(CNN)For 29-year-old communications worker Naomi Penfold, taking the train down to London from Cambridge for Saturday’s “Put It to the People” rally was daunting.
Armed with a homemade sign saying, “I’m British and I’m bothered,” Penfold said she wants Brexit overturned, as smoothly as possible and as soon as possible, like many of the people who took part in London’s biggest protests since the Iraq war.
More than a million participated in the marches, organizers said. CNN has not independently verified the figure.
The marchers had plenty of concerns.
Nico Hall, who is half-Portuguese, traveled to London from Sheffield with his 4 1/2 year old rescue greyhound Ginnie. He said he’s worried about her pet passport because he takes her abroad a lot.
“She’s after a Wooferendum,” he said jokingly, referring to a makeshift coat he had fashioned for her out of sheets of paper that said the same.
Briton Barry Englefield and his German wife, Waltraud, traveled 140 miles to London from Monmouth in South Wales for the march.

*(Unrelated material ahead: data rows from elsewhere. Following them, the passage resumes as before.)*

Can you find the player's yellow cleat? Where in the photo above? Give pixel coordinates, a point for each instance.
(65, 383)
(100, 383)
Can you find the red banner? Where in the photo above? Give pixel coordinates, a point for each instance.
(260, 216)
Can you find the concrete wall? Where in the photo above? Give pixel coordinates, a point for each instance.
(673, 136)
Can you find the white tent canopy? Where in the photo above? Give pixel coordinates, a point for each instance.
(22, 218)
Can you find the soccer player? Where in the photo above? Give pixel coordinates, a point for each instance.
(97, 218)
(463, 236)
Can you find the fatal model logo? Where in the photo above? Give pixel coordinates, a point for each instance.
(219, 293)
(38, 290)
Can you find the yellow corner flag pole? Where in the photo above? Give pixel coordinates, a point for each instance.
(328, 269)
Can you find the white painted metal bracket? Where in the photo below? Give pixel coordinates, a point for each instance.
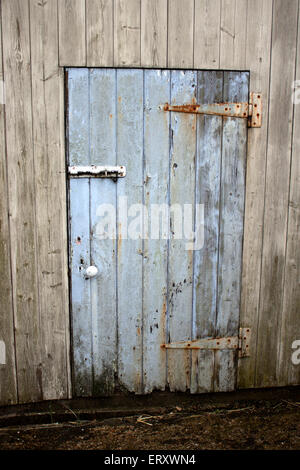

“There is no us and them between the UK and the EU,” Waltraud said. “There is only all of us. Europeans.”
She is one of the 3 million EU citizens who doesn’t know whether they can stay after Brexit and hasn’t yet applied for permission to stay after the UK leaves the bloc. “Brexit will never break us apart,” said Barry.
But Penfold said Saturday’s march was about displaying how many Brits were opposed to leaving the bloc, Penfold said.
“It’s about showing the rest of the world,” she told CNN. “This may not make a difference in (Parliament), but I want everyone to know how many in the UK want in, not out. And we are united in that.”